At one point, Trump was threatened with expulsion from his Manhattan civil trial Wednesday after he repeatedly ignored a warning to keep quiet while Carroll testified
Carroll’s lawyer Shawn Crowley told Judge Lewis A. Kaplan that Trump could be heard “loudly saying things that are false” as he sat at the defence table, frequently tilting back in his chair and leaning over to converse with lawyers Alina Habba and Michael Madaio.
“Mr. Trump, I hope I don’t have to consider excluding you from the trial,” Kaplan said in an exchange after the jury was excused for lunch. “I understand you’re probably eager for me to do that.”
“I would love it,” Trump shot back, shrugging as he sat between his lawyers at the defence table.
“I know you would like it. You just can’t control yourself in this circumstance, apparently,” Kaplan responded.
“You can’t either,” Trump muttered.
Carroll said Trump’s public lies about her began in June 2019 and have continued without interruption.
“He lied last month. He lied on Sunday. He lied yesterday. And I am here to get my reputation back,” Carroll said.
She said she opened a social media website on Tuesday and saw a post that said: “Hey lady, you’re a fraud.”
Trump social media posts on Tuesday claimed the case was nothing but “fabricated lies and political shenanigans” that garnered his accuser money and fame.
“I am the only one injured by this attempted EXTORTION,” read a post on his Truth Social platform.
Carroll, an advice columnist and magazine writer, had levelled the sexual assault allegation in a New York Magazine article in 2019 ahead of a book release.
She has claimed Trump forced himself on her in a dressing room after a chance meeting at Bergdorf Goodman store in 1995 or 1996.
Carroll has maintained she lost millions of readers and her longtime post at Elle magazine — where her “Ask E. Jean” advice column ran for over a quarter-century — because of her allegations and Trump’s reaction to them.
Elle has said her contract wasn’t renewed for unrelated reasons.
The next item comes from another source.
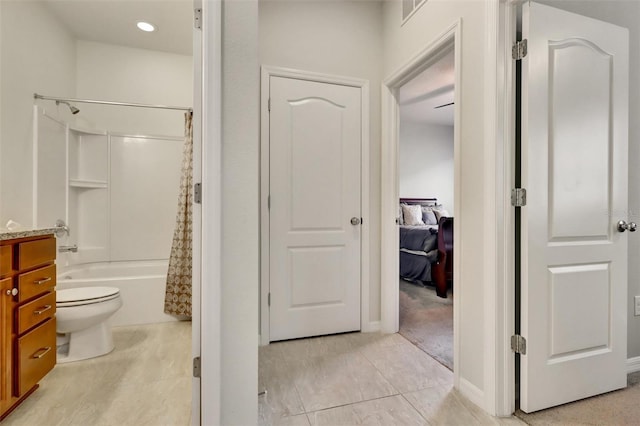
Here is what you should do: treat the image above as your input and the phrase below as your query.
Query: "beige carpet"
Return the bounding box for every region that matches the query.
[400,280,453,370]
[516,372,640,426]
Trump asserts that nothing ever happened between him and Carroll and that he never met her. He says a 1987 party photo of them and their then-spouses “doesn’t count” because it was a momentary greeting.
While the case is potentially damaging for Trump monetarily and for his reputation, neither it nor the four criminal indictments Trump faces have had much of an impact on grassroots Republican voters.
Some Republicans politicians, like Asa Hutchinson and Mo Brooks, said the 2023 verdict should make Trump unfit for office. Others ignored the verdict.
“I haven’t paid attention to his cases, and I’m not a lawyer. All I know is he’s innocent until proven guilty,” Republican candidate Nikki Haley said in a CNN interview on Tuesday.
The civil case jury, in fact, will determine liability, not guilt. Carroll is seeking $10 million in compensatory damages and millions more in punitive damages.
Carroll took the stand after a hostile encounter occurred between Habba and Kaplan over the judge’s refusal to adjourn the trial on Thursday so Trump can attend the funeral of his mother-in-law in Florida.
Habba called the judge’s ruling “insanely prejudicial,” and the judge soon afterward cut her off, saying he would “hear no further argument on it.”
Habba told the judge: “I will not be spoken to that way, Your Honour.”
When she mentioned the funeral again, the judge responded: “It’s denied. Sit down. Bring in the jury.”
Trump could be seen slamming his hand on the defence table and uttering the word, “man,” when Kaplan announced his decision.